MCEI : Comment le procédé d’écriture s’est-il mis en place sur votre second projet, Rona Ackfield ?

N.F. : Tout d’abord, nous avons décidé ensemble d’un synopsis pour chacune des histoires. Puis, nous avons travaillé individuellement à l’écriture afin de donner une voix singulière à chaque jeune femme : une plume-un personnage. Malgré le risque de fragmentation qu’induit cette démarche, une réelle cohérence se dégage de nos singularités. Cependant, la pièce appelle un regard : il faut assumer une direction. Il est difficile d’être à la fois auteur, comédien et metteur en scène. Nous nous sommes donc réparti les rôles : puisque j’ai un parcours de metteur en scène, j’en ai assuré la direction, Lucie qui suit la formation des Beaux-Arts a signé la scénographie, Élise et Lara qui souhaitent devenir comédiennes jouent la pièce.  Nous nous sommes révélées parfaitement complémentaires.

MCEI : Parlez-nous un peu de Rona Ackfield. Comment est né le projet ?

N.F. : Nous sommes parties d’une thématique : le mensonge. En approfondissant la question de l’usurpation, nous nous sommes rendues compte que nous étions également sensible à la question de l’identité. L’histoire de Rona Ackfield est née d’un fait divers qui nous avait toutes énormément marqué, celui de la petite Marion, enlevée en 1996. Ce traumatisme avait suscité des questions, un imaginaire… nous avions toutes les mêmes mots pour en parler.
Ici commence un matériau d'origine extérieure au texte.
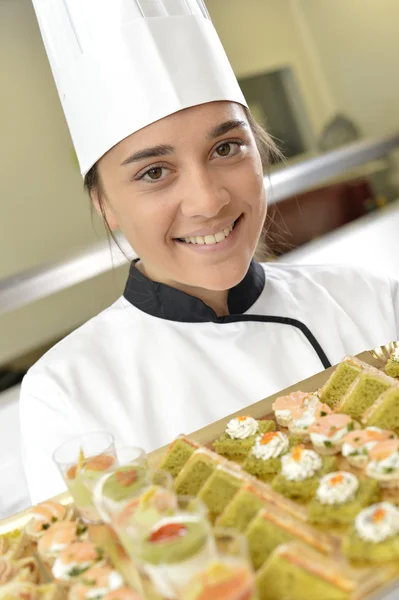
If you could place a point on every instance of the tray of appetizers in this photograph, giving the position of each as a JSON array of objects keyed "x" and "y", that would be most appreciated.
[{"x": 296, "y": 498}]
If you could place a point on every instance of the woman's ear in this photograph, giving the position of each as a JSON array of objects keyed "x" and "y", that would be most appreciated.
[{"x": 104, "y": 209}]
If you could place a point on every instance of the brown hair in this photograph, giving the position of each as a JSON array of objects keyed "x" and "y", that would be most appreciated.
[{"x": 268, "y": 151}]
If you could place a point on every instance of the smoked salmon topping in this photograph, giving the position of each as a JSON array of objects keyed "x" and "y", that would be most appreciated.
[
  {"x": 126, "y": 478},
  {"x": 337, "y": 479},
  {"x": 267, "y": 437},
  {"x": 379, "y": 515},
  {"x": 297, "y": 452},
  {"x": 168, "y": 532}
]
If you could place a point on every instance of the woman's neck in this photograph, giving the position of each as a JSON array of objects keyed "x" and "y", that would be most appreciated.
[{"x": 215, "y": 299}]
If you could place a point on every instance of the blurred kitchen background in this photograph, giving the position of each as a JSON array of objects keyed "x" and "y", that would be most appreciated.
[{"x": 322, "y": 75}]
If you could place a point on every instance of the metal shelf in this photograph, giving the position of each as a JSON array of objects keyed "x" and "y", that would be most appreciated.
[{"x": 34, "y": 284}]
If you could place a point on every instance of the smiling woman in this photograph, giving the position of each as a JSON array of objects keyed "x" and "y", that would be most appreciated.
[
  {"x": 172, "y": 157},
  {"x": 188, "y": 194}
]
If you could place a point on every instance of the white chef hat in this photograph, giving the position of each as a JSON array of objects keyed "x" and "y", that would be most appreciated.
[{"x": 120, "y": 65}]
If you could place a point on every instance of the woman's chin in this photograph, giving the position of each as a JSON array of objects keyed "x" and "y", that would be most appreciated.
[{"x": 219, "y": 277}]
De là est née l’idée de quatre femmes qui, pour des raisons différentes, prétendraient être cette petite fille enlevée (Rona) dix-huit ans après sa disparition.

MCEI : Bien souvent ces faits divers n’ont malheureusement pas de suite. La pièce en propose une, voire plusieurs. Y-a-t-il une volonté de nous rassurer ? 
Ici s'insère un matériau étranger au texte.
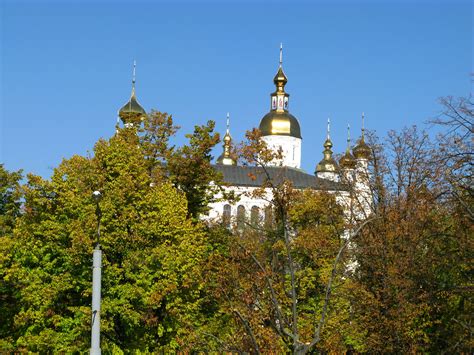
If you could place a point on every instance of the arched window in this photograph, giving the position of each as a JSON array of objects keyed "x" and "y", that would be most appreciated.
[
  {"x": 226, "y": 215},
  {"x": 254, "y": 215},
  {"x": 240, "y": 217},
  {"x": 268, "y": 216}
]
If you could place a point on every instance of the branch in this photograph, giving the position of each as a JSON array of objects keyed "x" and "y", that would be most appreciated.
[
  {"x": 249, "y": 330},
  {"x": 317, "y": 331}
]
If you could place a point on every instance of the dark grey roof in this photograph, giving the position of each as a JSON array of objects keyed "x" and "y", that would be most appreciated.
[{"x": 256, "y": 176}]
N.F. : Ce qui est sûr, c’est que nous avons d’emblée écarté le sujet de la pédophilie. Bien que  certains textes travaillent sur le cliché, cette thématique qui est pourtant attendue n’est pas traitée dans la pièce. Au départ, il y a un manque. Même si c’est odieux de mentir,  si l’on peut blâmer l’usurpation d’identité qui est une sorte de viol, le pire finalement, c’est l’absence de cette petite fille et tout ce que l’on peut imaginer autour d’elle. Les versions que ces femmes nous proposent sont en fin de compte plus acceptables, loin de cette horreur-là.

MCEI : Comment souhaitiez-vous aborder le mensonge ? Est-il d’entrée de jeu perçu par les spectateurs par exemple ?

N.F. : Nous avons fait le choix de la sincérité chez les personnages. Au départ,  elles croient véritablement à leurs mensonges, le but étant que, bien qu’il soit averti, le public se laisse duper, oublie qu’elles mentent et se demande qui dit vrai. Susciter chez lui  l’envie qu’il y en ait au moins une qui soit la véritable Rona.

MCEI : La mise en scène travaille énormément la vidéo et le son. Qu’apportent ces éléments dans la pièce ?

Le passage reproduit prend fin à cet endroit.